General

Vent

Nycfa:
I do not believe I said any such thing. Either I did not express myself clearly, or, you mistook my meaning. I would attempt to qualify, however, I decline to do so at the risk of making myself the target of any further gratuitous and ad hominem attacks.

Thank you


I did not accuse you of anything. I said that the system you are describing is patriarchy and hegemonic masculinity. I then proceeded to discuss these systems in more detail as well as the implications therein. Perhaps I was a bit too academic in my writing.
1 year

Vent

Thank you.

Perhaps I was not as clear as well. I may describe my thought better as follows: when I was in college, I had a buddy who all the girls thought was a cutie and wanted to be with him. He very often declined because he wanted something that wasn’t superficial. I never had that experience myself. But, it made me think that if one is seen in that way regardless of gender (I never was) it would probably be easier to wait for what you want, rather than … something else. I’m not sure how to finish that thought without worry that it will come out sounding wrong, but, if we understand each other, I hope you’ll know what I’m trying to say
1 year

Vent

Nycfa:
Thank you.

Perhaps I was not as clear as well. I may describe my thought better as follows: when I was in college, I had a buddy who all the girls thought was a cutie and wanted to be with him. He very often declined because he wanted something that wasn’t superficial. I never had that experience myself. But, it made me think that if one is seen in that way regardless of gender (I never was) it would probably be easier to wait for what you want, rather than … something else. I’m not sure how to finish that thought without worry that it will come out sounding wrong, but, if we understand each other, I hope you’ll know what I’m trying to say


There's nothing wrong with waiting for the right partner to come along. A lot of people do it and are perfectly happy with it.
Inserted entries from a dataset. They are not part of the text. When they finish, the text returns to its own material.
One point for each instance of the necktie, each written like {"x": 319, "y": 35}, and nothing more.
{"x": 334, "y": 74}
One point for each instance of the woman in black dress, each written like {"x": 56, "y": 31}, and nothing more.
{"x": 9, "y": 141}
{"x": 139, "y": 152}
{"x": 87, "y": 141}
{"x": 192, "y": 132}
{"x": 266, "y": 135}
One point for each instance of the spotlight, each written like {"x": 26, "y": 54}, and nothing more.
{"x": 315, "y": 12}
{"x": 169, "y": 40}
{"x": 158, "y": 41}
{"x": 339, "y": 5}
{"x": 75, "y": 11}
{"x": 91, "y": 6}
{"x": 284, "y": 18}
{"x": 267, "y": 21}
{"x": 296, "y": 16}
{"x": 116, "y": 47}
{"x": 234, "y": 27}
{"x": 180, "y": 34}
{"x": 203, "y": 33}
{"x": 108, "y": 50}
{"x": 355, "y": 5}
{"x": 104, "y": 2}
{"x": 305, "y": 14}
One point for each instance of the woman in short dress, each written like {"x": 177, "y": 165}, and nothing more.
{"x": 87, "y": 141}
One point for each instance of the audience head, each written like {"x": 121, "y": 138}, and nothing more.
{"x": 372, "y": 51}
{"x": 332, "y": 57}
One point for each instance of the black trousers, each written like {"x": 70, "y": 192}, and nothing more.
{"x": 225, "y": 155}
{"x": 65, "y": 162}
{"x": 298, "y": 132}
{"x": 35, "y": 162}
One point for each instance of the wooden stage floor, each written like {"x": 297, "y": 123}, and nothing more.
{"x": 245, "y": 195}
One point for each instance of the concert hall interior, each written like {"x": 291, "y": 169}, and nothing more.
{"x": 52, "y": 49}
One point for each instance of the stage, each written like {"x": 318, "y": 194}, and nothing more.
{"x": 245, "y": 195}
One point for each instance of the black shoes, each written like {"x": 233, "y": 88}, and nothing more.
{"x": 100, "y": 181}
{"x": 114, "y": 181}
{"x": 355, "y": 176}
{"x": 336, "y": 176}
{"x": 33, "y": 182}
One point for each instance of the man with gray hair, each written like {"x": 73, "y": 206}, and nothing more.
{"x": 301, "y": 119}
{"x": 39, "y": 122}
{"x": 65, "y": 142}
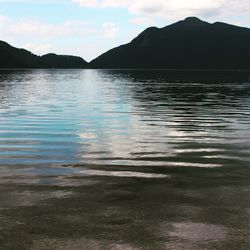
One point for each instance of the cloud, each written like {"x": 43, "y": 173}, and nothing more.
{"x": 110, "y": 30}
{"x": 143, "y": 21}
{"x": 39, "y": 29}
{"x": 102, "y": 3}
{"x": 173, "y": 8}
{"x": 38, "y": 49}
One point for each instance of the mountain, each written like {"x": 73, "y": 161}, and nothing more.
{"x": 11, "y": 57}
{"x": 187, "y": 44}
{"x": 64, "y": 62}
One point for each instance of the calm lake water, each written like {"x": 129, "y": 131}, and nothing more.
{"x": 93, "y": 159}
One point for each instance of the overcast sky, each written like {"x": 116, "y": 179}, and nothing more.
{"x": 90, "y": 27}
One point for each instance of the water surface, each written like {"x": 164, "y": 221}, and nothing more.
{"x": 93, "y": 159}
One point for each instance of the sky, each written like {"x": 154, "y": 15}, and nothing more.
{"x": 88, "y": 28}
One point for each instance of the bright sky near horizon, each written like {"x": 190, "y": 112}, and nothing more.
{"x": 90, "y": 27}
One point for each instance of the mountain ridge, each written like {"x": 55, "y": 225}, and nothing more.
{"x": 19, "y": 58}
{"x": 187, "y": 44}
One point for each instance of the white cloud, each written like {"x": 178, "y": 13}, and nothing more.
{"x": 39, "y": 29}
{"x": 38, "y": 49}
{"x": 143, "y": 21}
{"x": 173, "y": 8}
{"x": 102, "y": 3}
{"x": 110, "y": 30}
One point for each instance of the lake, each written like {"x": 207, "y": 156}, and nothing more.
{"x": 124, "y": 159}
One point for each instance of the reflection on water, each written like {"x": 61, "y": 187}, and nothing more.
{"x": 123, "y": 118}
{"x": 124, "y": 160}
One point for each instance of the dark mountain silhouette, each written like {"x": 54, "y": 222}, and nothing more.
{"x": 61, "y": 61}
{"x": 187, "y": 44}
{"x": 11, "y": 57}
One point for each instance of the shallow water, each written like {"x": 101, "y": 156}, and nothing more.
{"x": 124, "y": 160}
But there is also nothing wrong with persuing. Still, when you persue, you need to take care not to objectify the other person. A lot of the poor interactions people have is due to a lack of basic respect and decency.

I don't wish to poo-poo the struggles your friend had. I am sure they were traumatizing for him. But, when it comes to women (cis and trans), there's a certain level of violence we have to navigate as well.

If a man desires a woman, and she rejects him for whatever reason, she's taking a big risk. Maybe he'll be respectful and step back. But there's a risk that he'll take it as a personal attack and retaliate.

Again, this is not to say men do not experience such things. I personally know some men who have experienced this at the hands of women or other men. But, due to how our society is, women are more likely to be victimized.